LONDON, Sept 22 (Reuters) – Sterling rose, after slipping to a fresh 37-year low, against a weakening U.S. dollar on Thursday ahead of a Bank of England meeting and after a slew of central banks’ rate hikes.
Traders were awaiting for an expected BoE interest rate hike at 1100 GMT with money markets pricing in at least a 50-basis point increase by the BoE in the face of red-hot inflation that is just off a 40-year high.
This summer, rising interest rates in Britain have provided little support to sterling amid a gloomy outlook for Britain’s economy and a cost of living crisis.
“There is little to no confidence that the BoE can pull something out of the bag that will support the pound today,” said Jane Foley, head of FX strategy at Rabobank in London.

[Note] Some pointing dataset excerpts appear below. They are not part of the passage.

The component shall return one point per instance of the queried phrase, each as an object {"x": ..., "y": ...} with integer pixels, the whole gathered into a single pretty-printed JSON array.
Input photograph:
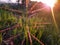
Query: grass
[{"x": 36, "y": 30}]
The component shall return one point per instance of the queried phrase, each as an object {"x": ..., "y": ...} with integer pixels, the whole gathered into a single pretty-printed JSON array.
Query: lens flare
[{"x": 50, "y": 3}]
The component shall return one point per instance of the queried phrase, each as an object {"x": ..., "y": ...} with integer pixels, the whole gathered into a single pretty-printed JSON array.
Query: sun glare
[{"x": 50, "y": 3}]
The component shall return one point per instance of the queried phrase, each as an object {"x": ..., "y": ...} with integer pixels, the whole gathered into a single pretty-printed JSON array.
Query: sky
[{"x": 11, "y": 1}]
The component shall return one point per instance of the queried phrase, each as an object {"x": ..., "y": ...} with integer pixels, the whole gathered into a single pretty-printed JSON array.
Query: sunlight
[{"x": 47, "y": 2}]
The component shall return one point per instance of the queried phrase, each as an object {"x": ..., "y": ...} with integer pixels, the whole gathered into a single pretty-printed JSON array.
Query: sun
[{"x": 50, "y": 3}]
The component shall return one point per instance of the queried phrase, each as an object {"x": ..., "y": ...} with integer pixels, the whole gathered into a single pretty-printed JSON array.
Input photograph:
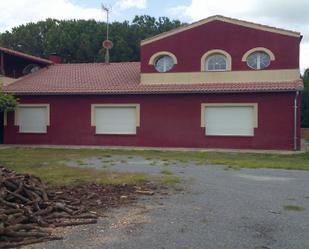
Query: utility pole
[{"x": 107, "y": 44}]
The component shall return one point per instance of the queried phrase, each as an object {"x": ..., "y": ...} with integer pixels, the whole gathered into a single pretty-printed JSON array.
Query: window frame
[
  {"x": 93, "y": 116},
  {"x": 258, "y": 50},
  {"x": 153, "y": 59},
  {"x": 215, "y": 70},
  {"x": 255, "y": 116},
  {"x": 17, "y": 118},
  {"x": 165, "y": 70},
  {"x": 211, "y": 52}
]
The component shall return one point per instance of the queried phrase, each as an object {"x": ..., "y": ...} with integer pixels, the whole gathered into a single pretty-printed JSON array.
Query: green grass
[
  {"x": 36, "y": 157},
  {"x": 167, "y": 172},
  {"x": 170, "y": 180},
  {"x": 293, "y": 208}
]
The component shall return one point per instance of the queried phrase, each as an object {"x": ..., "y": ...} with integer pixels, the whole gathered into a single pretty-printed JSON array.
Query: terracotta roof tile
[{"x": 122, "y": 78}]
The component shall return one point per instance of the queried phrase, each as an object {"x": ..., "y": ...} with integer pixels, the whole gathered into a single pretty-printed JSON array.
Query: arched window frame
[
  {"x": 155, "y": 56},
  {"x": 216, "y": 51},
  {"x": 258, "y": 49}
]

“Since May it has been clear that BoE rate hikes are not having much of an impact in halting downside pressure on sterling with UK fundamentals undermined by slow growth, a huge current account deficit and recently by concerns over the fiscal outlook,” she added.
Sterling was up 0.5% at $1.13255 against the weakening dollar at 0900 GMT . Against the euro, it was flat at 87.24 pence.
The pound has softened 16% against the dollar this year, slipping to a fresh 37-year low in early London trading.
It trimmed some of those losses as the dollar lost some grounds after Norway’s and the Swiss central banks raised interest rate, while Japan intervened in currency market to buy yen for the first time since 1998.
That came after the Fed hiked interest rates on Wednesday by three-quarters of a percentage point for a third straight time and signaled that borrowing costs would keep rising this year.
Versus the Swiss franc , sterling surged 1.25% to 1.1019 after the Swiss National Bank raised its policy interest rate by 0.75 percentage point on Thursday.
“The sell off in the Swiss franc in the wake of the SNB’s 75 bp rate hike this morning has highlighted the difficulties that central banks (other than the Fed) are having in stabilising their currencies,” Foley added.